Hello all,
As this issue was raised in this list, I run some tests with uBlas and OpenMP. For anyone interested in adding OpenMP functionality to uBlas I think the findings below will be a good starting point.

As uBlas indirects the calls of assignment operator to certain functions, what needs to be changed are the for loops in those functions. So in this test I added the openMP clause at line 264 in uBlas' vector_assign.hpp (rev. 70666) :

From:

#ifndef BOOST_UBLAS_USE_DUFF_DEVICE
        for (size_type i = 0; i < size; ++ i)
            functor_type::apply (v (i), e () (i));
#else

To:

#ifndef BOOST_UBLAS_USE_DUFF_DEVICE
        #pragma omp parallel for
        for (size_type i = 0; i < size; ++ i)
            functor_type::apply (v (i), e () (i));
#else

The test program was:

#include <boost/numeric/ublas/vector.hpp>
#include <iostream>
int main() {
    const std::size_t N=20000000;
    boost::numeric::ublas::vector<double> a(N), b(N), c(N);
    for (std::size_t i=0; i!=500; i++)
        c=a+b;
    std::cout << c(1) << std::endl;
    return 0;
}

that was compiled with the following gcc flags (amongst typical flags):
 -O2 -DNDEBUG -fopenmp -msse3 -mfpmath=sse -ffast-math -ftree-vectorize -ftree-vectorizer-verbose=1
and linked with (amongst typical flags):
-fopenmp

Before executing the test, one has to set the OMP_NUM_THREADS environment variable. i.e. for 4 cores on an ubuntu machine (bash):
export OMP_NUM_THREADS=4

I didn't run any benchmarks, but top shows 400% utilization on a 4-core i7 (hence all 4 cores working).

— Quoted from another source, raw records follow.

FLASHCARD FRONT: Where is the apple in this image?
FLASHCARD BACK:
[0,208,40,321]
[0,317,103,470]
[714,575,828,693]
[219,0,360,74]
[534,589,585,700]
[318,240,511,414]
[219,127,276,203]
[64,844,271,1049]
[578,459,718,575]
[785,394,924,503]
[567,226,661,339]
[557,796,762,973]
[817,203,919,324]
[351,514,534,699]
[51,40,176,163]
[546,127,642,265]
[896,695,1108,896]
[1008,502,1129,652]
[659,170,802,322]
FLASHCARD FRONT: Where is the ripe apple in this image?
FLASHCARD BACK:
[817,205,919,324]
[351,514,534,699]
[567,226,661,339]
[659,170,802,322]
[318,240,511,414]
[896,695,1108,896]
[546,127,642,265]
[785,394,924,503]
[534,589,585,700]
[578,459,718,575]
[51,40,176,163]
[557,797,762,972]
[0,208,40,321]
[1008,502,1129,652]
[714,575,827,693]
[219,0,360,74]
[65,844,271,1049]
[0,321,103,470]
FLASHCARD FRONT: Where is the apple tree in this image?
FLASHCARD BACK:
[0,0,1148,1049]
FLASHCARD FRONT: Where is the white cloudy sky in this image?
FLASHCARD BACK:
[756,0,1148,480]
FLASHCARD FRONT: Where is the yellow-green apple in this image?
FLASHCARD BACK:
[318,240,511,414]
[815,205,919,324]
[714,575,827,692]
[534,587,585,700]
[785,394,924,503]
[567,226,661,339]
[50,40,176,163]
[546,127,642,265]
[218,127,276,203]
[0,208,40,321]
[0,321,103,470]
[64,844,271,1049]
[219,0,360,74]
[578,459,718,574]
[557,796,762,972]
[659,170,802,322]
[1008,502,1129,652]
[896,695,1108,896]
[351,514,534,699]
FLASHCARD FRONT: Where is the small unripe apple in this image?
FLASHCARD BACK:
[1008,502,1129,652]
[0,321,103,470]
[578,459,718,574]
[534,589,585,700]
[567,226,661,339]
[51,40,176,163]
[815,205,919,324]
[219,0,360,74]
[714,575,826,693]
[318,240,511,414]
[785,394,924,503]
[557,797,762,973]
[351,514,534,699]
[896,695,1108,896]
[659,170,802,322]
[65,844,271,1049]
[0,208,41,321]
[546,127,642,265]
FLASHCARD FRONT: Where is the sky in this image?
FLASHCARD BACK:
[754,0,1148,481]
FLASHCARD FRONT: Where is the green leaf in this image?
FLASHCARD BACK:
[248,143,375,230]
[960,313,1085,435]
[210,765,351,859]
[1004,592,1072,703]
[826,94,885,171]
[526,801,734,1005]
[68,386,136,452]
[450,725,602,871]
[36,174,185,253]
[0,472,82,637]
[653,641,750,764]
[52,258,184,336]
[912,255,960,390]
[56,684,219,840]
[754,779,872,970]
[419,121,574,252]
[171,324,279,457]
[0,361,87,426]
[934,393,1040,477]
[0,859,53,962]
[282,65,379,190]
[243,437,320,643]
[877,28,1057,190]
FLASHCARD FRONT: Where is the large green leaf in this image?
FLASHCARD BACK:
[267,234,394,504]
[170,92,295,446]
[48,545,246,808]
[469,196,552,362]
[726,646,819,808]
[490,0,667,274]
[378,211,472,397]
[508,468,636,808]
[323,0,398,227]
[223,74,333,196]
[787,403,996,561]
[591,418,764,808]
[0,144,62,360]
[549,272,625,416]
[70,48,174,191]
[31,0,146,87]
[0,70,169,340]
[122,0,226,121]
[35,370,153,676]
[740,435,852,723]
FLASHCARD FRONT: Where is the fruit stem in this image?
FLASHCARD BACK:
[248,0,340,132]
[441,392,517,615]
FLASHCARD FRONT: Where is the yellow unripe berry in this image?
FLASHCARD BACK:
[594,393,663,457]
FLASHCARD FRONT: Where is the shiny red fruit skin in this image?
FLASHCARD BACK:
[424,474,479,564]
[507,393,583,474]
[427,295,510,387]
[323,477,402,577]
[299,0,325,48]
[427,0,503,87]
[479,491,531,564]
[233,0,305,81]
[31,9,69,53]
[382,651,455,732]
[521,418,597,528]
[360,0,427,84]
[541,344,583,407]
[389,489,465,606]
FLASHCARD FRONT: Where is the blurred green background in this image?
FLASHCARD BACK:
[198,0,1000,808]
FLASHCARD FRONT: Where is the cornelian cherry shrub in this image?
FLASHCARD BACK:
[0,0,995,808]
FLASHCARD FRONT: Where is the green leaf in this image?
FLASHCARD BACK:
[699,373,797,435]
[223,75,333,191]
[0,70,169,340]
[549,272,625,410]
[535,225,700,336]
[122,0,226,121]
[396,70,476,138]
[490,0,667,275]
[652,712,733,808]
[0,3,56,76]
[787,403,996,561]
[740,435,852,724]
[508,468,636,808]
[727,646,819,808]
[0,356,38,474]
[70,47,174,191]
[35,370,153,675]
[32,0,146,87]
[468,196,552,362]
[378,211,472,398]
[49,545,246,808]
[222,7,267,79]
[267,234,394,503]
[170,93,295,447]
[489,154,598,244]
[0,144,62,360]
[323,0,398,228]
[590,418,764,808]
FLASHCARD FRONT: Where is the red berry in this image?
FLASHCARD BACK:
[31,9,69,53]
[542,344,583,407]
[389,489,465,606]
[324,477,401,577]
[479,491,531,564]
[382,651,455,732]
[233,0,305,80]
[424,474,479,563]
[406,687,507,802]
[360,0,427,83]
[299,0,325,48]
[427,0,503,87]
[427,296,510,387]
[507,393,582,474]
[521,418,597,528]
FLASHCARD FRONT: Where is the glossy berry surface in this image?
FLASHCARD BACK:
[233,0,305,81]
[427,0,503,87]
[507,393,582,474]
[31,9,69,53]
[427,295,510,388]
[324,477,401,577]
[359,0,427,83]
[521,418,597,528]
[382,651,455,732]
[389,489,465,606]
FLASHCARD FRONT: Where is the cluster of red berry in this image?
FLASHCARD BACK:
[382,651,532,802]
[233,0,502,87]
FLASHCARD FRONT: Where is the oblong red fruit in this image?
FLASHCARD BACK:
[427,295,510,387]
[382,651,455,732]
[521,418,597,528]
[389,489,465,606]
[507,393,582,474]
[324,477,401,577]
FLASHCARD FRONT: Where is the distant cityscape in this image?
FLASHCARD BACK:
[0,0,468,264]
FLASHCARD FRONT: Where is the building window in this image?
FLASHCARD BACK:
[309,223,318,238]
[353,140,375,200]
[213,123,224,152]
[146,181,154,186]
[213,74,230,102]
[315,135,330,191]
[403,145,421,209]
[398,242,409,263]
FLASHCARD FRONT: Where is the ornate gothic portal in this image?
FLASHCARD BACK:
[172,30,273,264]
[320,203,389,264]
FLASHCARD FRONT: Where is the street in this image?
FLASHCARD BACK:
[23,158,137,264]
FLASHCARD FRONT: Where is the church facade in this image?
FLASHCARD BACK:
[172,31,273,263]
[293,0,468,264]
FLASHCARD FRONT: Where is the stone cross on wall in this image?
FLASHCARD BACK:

Furthermore inspecting the assembly code reveals that the above compilation results into SSE instructions for the addition. (GCC 4.4.3):
    movsd    (%rbp,%rax), %xmm1
    movsd    (%rbx,%rax), %xmm2
    movhpd    8(%rbp,%rax), %xmm1
    movhpd    8(%rbx,%rax), %xmm2
    movapd    %xmm1, %xmm0
    addpd    %xmm2, %xmm0
    movapd    %xmm0, (%r12,%rax)

I hope that gives a clue to someone with some free time to make some uBlas patches. Please let me know if those instructions are enough to get a basic parallel example running in uBlas.

Best,
Nasos